3. El Perfume – Patrick Süskind
Como un banquete sensorial, Süskind muestra con un estilo sublime a los seres humanos convertidos en marionetas de los estímulos, en un mundo medieval donde aquel que domine plenamente uno de los cinco sentidos se convierte por pleno derecho en un Dios.
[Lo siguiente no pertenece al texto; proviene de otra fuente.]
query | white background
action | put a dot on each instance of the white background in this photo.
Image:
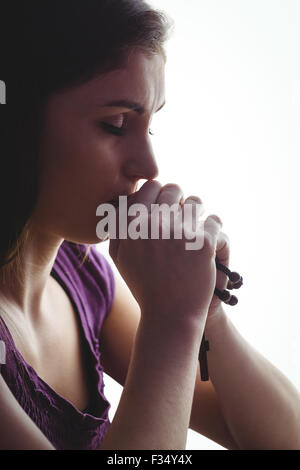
(230, 133)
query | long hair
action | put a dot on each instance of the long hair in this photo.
(46, 47)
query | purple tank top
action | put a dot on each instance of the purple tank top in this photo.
(91, 290)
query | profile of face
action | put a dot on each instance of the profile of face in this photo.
(96, 145)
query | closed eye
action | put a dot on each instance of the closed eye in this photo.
(117, 125)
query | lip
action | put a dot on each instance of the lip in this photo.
(115, 201)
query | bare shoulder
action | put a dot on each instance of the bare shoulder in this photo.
(118, 332)
(17, 430)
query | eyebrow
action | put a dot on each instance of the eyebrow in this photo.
(132, 105)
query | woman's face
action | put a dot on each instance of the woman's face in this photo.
(96, 146)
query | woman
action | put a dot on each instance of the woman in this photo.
(84, 79)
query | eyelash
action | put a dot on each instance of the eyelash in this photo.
(117, 131)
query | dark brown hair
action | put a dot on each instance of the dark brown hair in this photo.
(50, 46)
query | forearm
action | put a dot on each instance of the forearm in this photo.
(260, 405)
(155, 406)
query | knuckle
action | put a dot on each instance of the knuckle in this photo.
(194, 198)
(172, 187)
(208, 244)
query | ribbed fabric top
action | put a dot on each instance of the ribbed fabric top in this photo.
(91, 290)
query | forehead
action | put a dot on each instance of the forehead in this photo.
(142, 79)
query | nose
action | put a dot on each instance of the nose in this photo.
(140, 162)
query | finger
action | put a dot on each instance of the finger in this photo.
(192, 210)
(223, 246)
(212, 227)
(170, 194)
(222, 255)
(146, 195)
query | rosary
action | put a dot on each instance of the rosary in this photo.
(235, 282)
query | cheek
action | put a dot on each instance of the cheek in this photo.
(78, 168)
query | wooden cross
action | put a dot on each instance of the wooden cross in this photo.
(203, 359)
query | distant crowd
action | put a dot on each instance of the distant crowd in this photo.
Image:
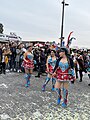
(11, 58)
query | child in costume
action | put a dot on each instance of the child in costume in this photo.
(28, 64)
(64, 73)
(50, 64)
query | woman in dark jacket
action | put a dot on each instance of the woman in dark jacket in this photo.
(64, 72)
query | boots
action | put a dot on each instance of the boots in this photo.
(58, 90)
(46, 82)
(65, 94)
(27, 77)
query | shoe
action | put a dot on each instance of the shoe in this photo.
(58, 101)
(43, 88)
(64, 105)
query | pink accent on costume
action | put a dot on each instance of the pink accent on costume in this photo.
(28, 64)
(63, 75)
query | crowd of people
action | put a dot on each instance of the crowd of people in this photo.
(59, 63)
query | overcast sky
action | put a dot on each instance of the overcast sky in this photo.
(41, 19)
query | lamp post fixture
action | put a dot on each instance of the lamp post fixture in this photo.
(62, 37)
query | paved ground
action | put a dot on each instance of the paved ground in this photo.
(20, 103)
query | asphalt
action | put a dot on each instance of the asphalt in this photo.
(20, 103)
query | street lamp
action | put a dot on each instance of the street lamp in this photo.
(64, 4)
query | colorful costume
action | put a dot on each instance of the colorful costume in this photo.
(51, 65)
(28, 62)
(63, 72)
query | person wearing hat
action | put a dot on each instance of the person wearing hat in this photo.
(64, 72)
(50, 64)
(28, 64)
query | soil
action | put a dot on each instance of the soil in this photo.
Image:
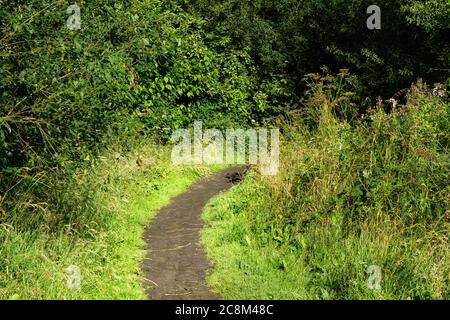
(176, 266)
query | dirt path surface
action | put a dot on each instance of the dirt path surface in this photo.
(175, 266)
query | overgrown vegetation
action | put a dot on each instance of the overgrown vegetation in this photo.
(373, 191)
(363, 182)
(290, 38)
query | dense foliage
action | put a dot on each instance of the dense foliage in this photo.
(351, 196)
(134, 67)
(290, 38)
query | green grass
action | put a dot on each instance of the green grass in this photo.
(348, 196)
(104, 240)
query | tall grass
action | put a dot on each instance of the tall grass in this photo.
(93, 219)
(352, 193)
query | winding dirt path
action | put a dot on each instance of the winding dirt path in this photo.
(175, 266)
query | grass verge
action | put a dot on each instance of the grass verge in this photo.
(102, 237)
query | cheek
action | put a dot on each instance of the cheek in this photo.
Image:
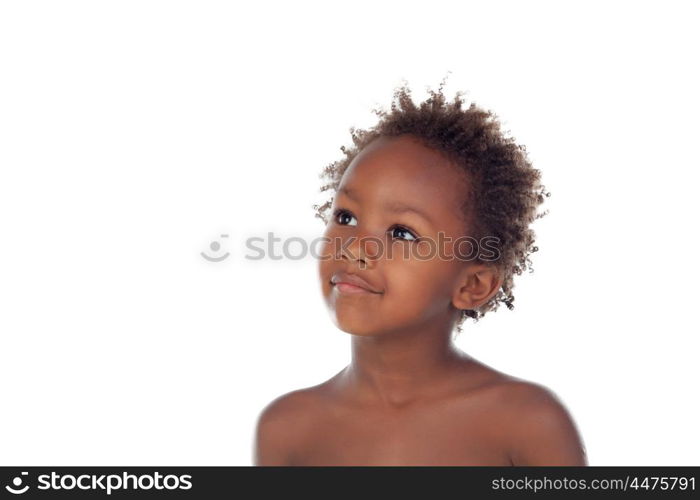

Jean Baptiste Grenouille, uno de los personajes más espectaculares de la literatura actual (en mi humilde opinión), posee un don olfativo sobrenatural y un cerebro capaz de memorizar y desarrollar perfumes con los que puede conseguir todo lo que desea, o casi.

2. El Juego de Ender – Orson Scott Card
Nacido y forjado para ser un líder, entrenado desde pocos años de edad, Ender es la última esperanza para la supervivencia. Inestable, con carencias emocionales y obligado a valerse por si mismo en una dura escuela militar, Ender será quien comande un ejército de millones pese a que en el fondo no sea más que un niño. Card hace gala de su dominio sobre la psicología humana en la obra que le dio fama, a la vez que muestra por primera vez el uso de videojuegos para la docencia aunque no con intenciones pacifistas precisamente.
1. 1984 – George Orwell
Lúcido y visionario, Orwell plasma con dureza y crueldad el declive social que olió en su tiempo y que el totalitarismo hi-tec intenta introducir en la actualidad. Sin piedad hacia sus propios personajes y con una gran narrativa se nos plantea un Londres en el futuro cercano, casi se podría decir ya en la actualidad, donde el gobierno inventa hasta el año en el que se vive y donde todos los aspectos están controlados por un Gran Hermano que todo lo ve. Una historia sin esperanza, gris y con olor a restos quemados; quizá la pesadilla más horrorosa y factible jamás escrita.